With the recent discoveries of multiple purported handwritten wills from the late soul legend Aretha Franklin, what the heirs initially thought would be a straightforward case is now looking to be a lengthier court process than Prince’s estate, which is still being probated several years after the pop icon’s death.

Of all the lessons learned since Prince’s death on April 21, 2016, the most obvious is: If you die without a will, you potentially leave behind a mess for your family. For Prince’s estate this means approximately $10 million in legal fees, and years of unnecessary conflicts about how to best manage the estate’s assets.

The Prince estate recently passed an unpleasant milestone: Three years and counting to sort out his estate, believed to be worth hundreds of millions of dollars. The estate will has not been officially valued or disbursed to the heirs (his six siblings), USA Today recently reported.

So, the latest news about Franklin begs the question: When you’re a wealthy superstar, is it worse to leave behind no will, or several?

When Aretha Franklin died in August of 2018, it was believed that she too had left behind no will, and that her assets would be divided equally amongst her four sons under Michigan probate law. But the discovery of multiple handwritten wills in her couch cushions and cabinets muddled that plan. Now, the Michigan probate court will have to decide whether these handwritten or “holographic” wills are legitimate in the eyes of the law.

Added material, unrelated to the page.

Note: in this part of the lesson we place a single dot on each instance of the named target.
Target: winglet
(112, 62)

The illegibility of her handwriting in some parts makes it unclear how she planned to divvy out her assets, which can make all or part of the affected document unenforceable.

According to The New York Times, the possibility of wholesale changes to the estate has already stirred divisions among Franklin’s sons, with two of them supporting the most recent will, from 2014, and two opposing it.

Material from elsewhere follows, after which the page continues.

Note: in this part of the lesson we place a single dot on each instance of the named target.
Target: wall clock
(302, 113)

Successful celebrities like Prince and Aretha commonly get involved in all kinds of things: They buy houses, have all kinds of art and jewelry, and often owe or made promises to more people than they could ever remember, all of whom come calling when they pass. But there is only one “pot of gold,” and it is hardly ever as big as everyone thinks it is. Certainly never big enough for the beneficiaries or creditors positioning themselves to receive some of it.

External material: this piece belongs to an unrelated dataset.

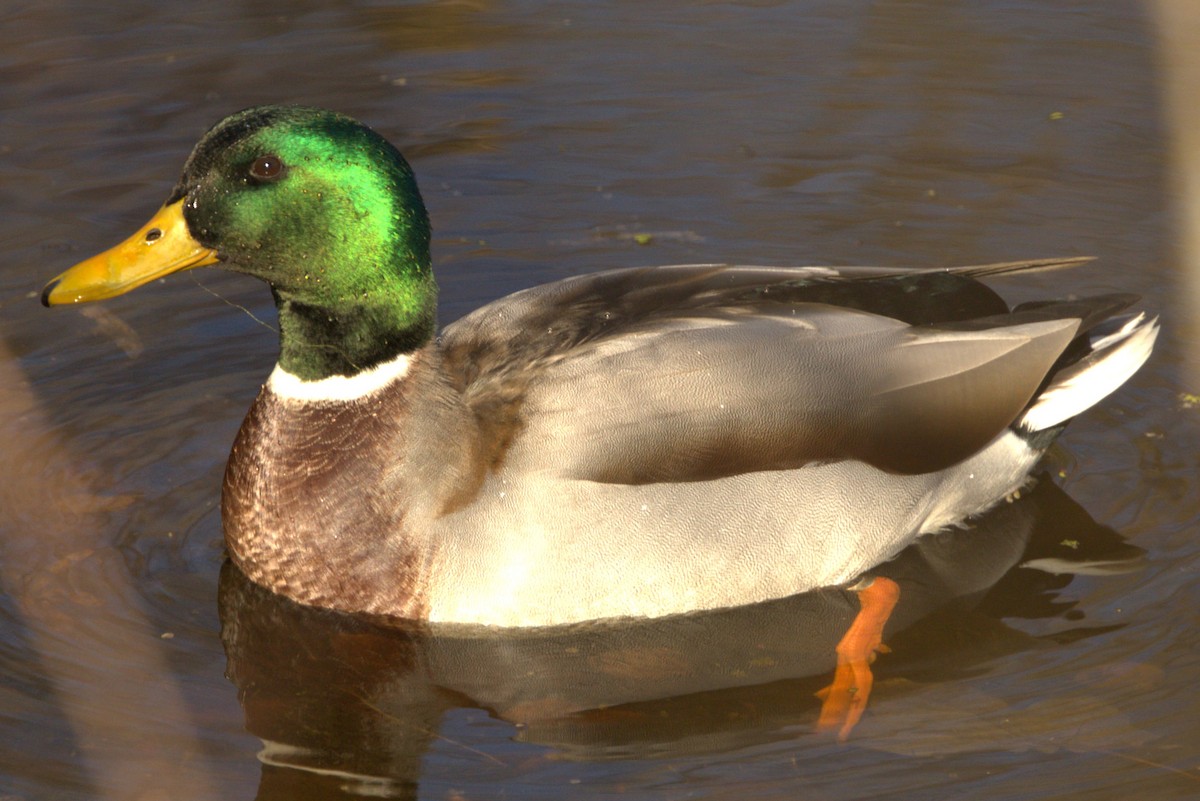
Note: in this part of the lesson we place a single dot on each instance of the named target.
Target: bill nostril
(46, 293)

Why Franklin chose to write her own will(s) is unknown, but if her sons want to control the outcome of the estate they would be best-served to resolve the dispute before spending significant monies on lawyers and court fees, because as soon as one of the handwritten wills is accepted there no longer will be much room for negotiation. Someone will win. Someone will lose. And an appeal by the losing party will only further drive up the costs and defer distribution of the estate. Because of the numerous competing documents, persons and interests, on top of the normal administration that is already under way, it would not surprise me if Aretha’s estate too more than three years to sort out. In fact, it would shock me if it took less than that.

While lawyers should always strive to find solutions that help their clients resolve their cases sooner and for less legal spend, cases like this don’t always lend themselves to that. You have to constantly seek opportunities to create decision points if you are going to have any chance at bringing almost any celebrity trust or probate administration or litigation to a swift and cost-effective end. The decision to accept or reject the handwritten wills will have huge ramifications for the heirs to the Franklin estate.